Distance on arrays of unit-quaternions

[mnb96]

Hello,
let's take the algebra of quaternions $\mathcal{C}\ell_{3,0}^+$ and consider only the sub-algebra of unit-quaternions.
When we wanted to define a https://www.physicsforums.com/showpost.php?p=2911801&postcount=6" we used the fact that unit-quaternions lie on the $\mathcal{S}^3$ sphere.

Now, what happens if we instead consider the whole set of finite "arrays" $(q_1,\ldots,q_n)$, in which each entry q_i is a unit-quaternion?

Is it possible that an n-tuple $(q_1,\ldots,q_n)$ represent a point on some manifold?
If so, how can we compute the geodesic distance between two n-tuples?

Thanks!


EDIT:
a simplified question could be: given a vector of unit complex numbers, can we consider this vector as a point of some manifold?

 

[fresh_42]

Hello,
let's take the algebra of quaternions $\mathcal{C}\ell_{3,0}^+$ and consider only the sub-algebra of unit-quaternions.
When we wanted to define a https://www.physicsforums.com/showpost.php?p=2911801&postcount=6" we used the fact that unit-quaternions lie on the $\mathcal{S}^3$ sphere.

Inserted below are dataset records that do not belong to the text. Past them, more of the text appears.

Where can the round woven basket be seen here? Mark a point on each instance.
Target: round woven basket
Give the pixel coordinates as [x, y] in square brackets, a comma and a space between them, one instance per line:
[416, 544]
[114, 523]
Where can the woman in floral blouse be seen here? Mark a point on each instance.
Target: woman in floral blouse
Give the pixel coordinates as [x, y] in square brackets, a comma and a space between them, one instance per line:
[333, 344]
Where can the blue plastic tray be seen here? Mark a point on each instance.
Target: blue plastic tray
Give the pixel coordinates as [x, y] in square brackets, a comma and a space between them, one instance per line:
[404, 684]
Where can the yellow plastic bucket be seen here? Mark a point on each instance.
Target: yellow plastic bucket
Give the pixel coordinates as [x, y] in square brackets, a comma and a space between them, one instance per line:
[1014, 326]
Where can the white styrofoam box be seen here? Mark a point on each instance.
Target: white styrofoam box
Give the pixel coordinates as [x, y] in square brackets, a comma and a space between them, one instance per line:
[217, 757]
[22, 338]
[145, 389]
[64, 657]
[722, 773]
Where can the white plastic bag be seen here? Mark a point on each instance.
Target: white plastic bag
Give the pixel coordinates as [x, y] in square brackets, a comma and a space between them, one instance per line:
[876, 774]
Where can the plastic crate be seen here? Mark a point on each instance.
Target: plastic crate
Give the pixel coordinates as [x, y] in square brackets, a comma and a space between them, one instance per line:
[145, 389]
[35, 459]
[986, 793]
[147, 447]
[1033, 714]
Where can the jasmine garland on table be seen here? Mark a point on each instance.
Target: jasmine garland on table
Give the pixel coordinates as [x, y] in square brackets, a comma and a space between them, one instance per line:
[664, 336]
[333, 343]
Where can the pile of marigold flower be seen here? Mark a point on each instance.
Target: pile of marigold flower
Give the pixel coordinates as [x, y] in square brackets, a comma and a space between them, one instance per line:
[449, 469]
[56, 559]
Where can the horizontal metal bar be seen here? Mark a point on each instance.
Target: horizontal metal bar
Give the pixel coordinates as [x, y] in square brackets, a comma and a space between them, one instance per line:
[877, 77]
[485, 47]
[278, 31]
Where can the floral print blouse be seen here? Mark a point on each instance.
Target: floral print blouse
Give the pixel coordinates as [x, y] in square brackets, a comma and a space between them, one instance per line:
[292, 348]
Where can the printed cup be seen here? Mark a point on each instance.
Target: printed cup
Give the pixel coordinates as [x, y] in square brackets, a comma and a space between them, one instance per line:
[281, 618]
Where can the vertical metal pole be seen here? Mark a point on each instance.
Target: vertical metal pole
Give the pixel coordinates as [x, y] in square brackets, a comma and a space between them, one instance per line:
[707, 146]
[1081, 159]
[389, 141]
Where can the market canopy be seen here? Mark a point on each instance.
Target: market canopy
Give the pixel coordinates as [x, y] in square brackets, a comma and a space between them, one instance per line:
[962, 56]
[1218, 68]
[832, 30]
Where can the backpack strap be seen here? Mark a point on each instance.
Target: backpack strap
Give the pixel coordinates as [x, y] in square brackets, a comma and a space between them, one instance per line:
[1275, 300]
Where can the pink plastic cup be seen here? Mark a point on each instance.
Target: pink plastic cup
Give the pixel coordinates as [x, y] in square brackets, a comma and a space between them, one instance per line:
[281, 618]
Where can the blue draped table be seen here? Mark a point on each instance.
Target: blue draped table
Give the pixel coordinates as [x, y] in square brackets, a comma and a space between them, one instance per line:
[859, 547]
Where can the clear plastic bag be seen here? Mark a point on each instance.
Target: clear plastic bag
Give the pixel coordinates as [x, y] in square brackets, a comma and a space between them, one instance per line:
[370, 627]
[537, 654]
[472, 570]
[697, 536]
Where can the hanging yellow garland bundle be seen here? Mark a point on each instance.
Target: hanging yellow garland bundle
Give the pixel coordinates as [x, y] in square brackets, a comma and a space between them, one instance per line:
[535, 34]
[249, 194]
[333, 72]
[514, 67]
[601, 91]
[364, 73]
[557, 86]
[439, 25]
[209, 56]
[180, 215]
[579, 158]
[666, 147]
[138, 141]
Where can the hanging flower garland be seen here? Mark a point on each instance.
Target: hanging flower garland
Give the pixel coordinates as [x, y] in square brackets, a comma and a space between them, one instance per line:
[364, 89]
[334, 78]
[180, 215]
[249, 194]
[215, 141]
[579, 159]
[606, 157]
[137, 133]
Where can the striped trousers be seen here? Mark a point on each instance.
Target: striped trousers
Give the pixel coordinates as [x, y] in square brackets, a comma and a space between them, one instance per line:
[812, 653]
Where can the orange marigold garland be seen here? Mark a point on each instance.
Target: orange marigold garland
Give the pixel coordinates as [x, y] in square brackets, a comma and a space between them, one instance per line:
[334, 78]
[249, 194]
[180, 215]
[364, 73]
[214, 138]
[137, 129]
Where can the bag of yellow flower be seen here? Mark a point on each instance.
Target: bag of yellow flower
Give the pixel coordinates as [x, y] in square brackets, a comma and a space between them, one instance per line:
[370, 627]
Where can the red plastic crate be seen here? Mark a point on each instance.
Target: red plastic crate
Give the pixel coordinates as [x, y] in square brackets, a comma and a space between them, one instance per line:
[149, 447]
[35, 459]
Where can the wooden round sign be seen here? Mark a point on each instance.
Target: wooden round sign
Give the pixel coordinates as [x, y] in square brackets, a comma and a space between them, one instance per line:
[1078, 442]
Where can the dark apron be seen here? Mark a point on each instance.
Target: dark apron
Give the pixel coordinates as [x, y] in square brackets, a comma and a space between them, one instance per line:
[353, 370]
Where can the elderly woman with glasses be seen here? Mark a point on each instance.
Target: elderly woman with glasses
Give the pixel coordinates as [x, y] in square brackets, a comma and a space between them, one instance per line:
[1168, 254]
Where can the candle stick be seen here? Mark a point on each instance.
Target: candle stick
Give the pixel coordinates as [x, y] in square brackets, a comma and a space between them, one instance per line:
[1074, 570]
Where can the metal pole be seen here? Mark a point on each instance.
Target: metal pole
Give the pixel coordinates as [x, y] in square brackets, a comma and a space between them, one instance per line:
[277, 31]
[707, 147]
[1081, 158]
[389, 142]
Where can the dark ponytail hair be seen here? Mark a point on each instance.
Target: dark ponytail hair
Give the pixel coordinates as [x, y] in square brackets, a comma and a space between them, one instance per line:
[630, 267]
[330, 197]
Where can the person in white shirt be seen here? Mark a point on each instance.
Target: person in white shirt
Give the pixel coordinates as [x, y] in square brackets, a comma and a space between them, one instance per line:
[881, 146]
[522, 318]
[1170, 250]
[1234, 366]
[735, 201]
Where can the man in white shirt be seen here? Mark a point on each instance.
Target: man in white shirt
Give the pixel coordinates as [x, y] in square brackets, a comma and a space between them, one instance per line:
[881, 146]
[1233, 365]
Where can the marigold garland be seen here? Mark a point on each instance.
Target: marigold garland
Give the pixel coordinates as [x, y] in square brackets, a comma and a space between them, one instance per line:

Now, what happens if we instead consider the whole set of finite "arrays" $(q_1,\ldots,q_n)$, in which each entry q_i is a unit-quaternion?

Is it possible that an n-tuple $(q_1,\ldots,q_n)$ represent a point on some manifold?

Yes. We can simply consider direct products. Here are some equivalent presentations:
https://www.physicsforums.com/insights/journey-manifold-su2mathbbc-part/

If so, how can we compute the geodesic distance between two n-tuples?

Depends on the metric considered.

Thanks!EDIT:
a simplified question could be: given a vector of unit complex numbers, can we consider this vector as a point of some manifold?

There is a difference between a vector and a point so your question is a bit unclear. Every point described via coordinates can be considered a point of a manifold. Which manifold might be the more interesting question as there is no unique answer.